Abstract :
[en] In safety-critical systems (e.g., autonomous vehicles and robots), Deep
Neural Networks (DNNs) are becoming a key component for computer vision tasks,
particularly semantic segmentation. Further, since the DNN behavior cannot be
assessed through code inspection and analysis, test automation has become an
essential activity to gain confidence in the reliability of DNNs.

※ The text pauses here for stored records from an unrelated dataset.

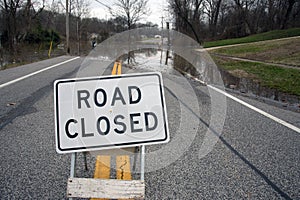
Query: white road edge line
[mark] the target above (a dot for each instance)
(37, 72)
(276, 119)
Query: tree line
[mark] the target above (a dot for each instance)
(221, 19)
(40, 21)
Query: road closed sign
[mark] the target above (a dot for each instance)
(110, 112)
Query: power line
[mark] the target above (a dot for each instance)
(104, 4)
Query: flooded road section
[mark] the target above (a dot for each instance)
(157, 60)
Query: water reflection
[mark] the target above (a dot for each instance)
(155, 60)
(150, 60)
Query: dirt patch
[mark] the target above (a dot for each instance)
(240, 73)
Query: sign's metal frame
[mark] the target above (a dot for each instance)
(116, 70)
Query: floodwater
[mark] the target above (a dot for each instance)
(155, 60)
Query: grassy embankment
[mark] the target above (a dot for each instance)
(283, 52)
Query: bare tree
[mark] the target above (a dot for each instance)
(188, 14)
(131, 10)
(80, 9)
(212, 9)
(10, 9)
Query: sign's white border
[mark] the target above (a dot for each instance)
(111, 146)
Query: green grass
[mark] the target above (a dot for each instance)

Unfortunately, state-of-the-art automated testing solutions largely rely on
simulators, whose fidelity is always imperfect, thus affecting the validity of
test results. To address such limitations, we propose to combine meta-heuristic
search, used to explore the input space using simulators, with Generative
Adversarial Networks (GANs), to transform the data generated by simulators into
realistic input images. Such images can be used both to assess the DNN
performance and to retrain the DNN more effectively. We applied our approach to
a state-of-the-art DNN performing semantic segmentation and demonstrated that
it outperforms a state-of-the-art GAN-based testing solution and several
baselines. Specifically, it leads to the largest number of diverse images
leading to the worst DNN performance. Further, the images generated with our
approach, lead to the highest improvement in DNN performance when used for
retraining. In conclusion, we suggest to always integrate GAN components when
performing search-driven, simulator-based testing.